Organizations can take several steps to defend against various attacks. These include the following:
- Configure firewalls to remove any packets from outside the network that have addresses indicating that they originated from inside the network.
- Ensure patches and upgrades are current.
- Distribute workloads across multiple server systems.
- Network devices use Internet Control Message Protocol (ICMP) packets to send error and control messages, such as whether or not a device can communicate with another on the network. To prevent DoS and DDoS attacks, organizations can block external ICMP packets with their firewalls.
Check Your Understanding—Cyber Attacks (38.3.13)
Refer to the online course to complete this activity.
Wireless and Mobile Device Attacks (38.4)
Protecting wireless and mobile devices present their own challenges. This section discusses many of these attacks and how to prevent them.
Grayware and SMiShing (38.4.1)
Grayware is any unwanted application that behaves in an annoying or undesirable manner. And while grayware may not carry any recognizable malware, it may still pose a risk to the user by, for example, tracking the user’s location or delivering unwanted advertising.
Authors of grayware typically maintain legitimacy by including these “gray” capabilities in the small print of the software license agreement. This factor poses a growing threat to mobile security in particular, as many smartphone users install mobile apps without really considering this small print.
Short message service phishing, or SMiShing, is another tactic used by attackers to trick you. Fake text messages prompt you to visit a malicious website or call a fraudulent phone number, which may result in malware being downloaded onto your device or personal information being shared.
A rogue access point is a wireless access point installed on a secure network without explicit authorization.
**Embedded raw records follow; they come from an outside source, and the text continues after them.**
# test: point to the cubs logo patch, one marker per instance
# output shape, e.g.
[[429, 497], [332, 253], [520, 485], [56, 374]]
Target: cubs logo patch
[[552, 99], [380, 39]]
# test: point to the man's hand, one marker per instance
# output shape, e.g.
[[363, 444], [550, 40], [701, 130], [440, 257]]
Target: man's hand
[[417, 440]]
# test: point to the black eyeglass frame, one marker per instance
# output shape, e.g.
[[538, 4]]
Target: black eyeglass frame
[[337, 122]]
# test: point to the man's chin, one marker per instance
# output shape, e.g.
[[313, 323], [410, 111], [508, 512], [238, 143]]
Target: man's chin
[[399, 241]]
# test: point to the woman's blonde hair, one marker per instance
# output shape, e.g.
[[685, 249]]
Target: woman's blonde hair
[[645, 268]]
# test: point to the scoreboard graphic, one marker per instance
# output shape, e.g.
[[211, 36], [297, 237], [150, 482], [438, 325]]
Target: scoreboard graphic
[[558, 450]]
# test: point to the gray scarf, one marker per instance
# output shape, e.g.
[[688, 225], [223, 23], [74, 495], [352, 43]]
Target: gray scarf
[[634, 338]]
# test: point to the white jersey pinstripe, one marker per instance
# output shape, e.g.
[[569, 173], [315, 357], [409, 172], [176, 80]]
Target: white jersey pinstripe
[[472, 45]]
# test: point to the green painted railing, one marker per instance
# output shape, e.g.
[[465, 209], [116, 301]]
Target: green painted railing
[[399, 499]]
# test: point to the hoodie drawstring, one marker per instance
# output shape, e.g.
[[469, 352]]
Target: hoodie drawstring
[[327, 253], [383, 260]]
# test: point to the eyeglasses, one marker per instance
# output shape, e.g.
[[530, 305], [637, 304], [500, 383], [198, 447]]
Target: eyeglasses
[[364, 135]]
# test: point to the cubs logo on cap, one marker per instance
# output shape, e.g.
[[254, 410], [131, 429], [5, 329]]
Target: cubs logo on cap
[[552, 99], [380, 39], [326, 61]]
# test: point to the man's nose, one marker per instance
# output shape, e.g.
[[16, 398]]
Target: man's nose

Although it could potentially be set up by a well-intentioned employee looking for a better wireless connection, it also presents an opportunity for attackers looking to gain access to an organization’s network.
An attacker will often use social engineering tactics to gain physical access to an organization’s network infrastructure and install the rogue access point.
Also known as a criminal’s access point, the access point can be set up as a MitM device to capture your login information.
This works by disconnecting the rogue access point, which triggers the network to send a deauthentication frame to disassociate the access point. This process is then exploited by spoofing your MAC address and sending a deauthentication data transmission to the wireless access point.
An evil twin attack describes a situation where the attacker’s access point is set up to look like a better connection option. Once you connect to the evil access point, the attacker can analyze your network traffic and execute MitM attacks.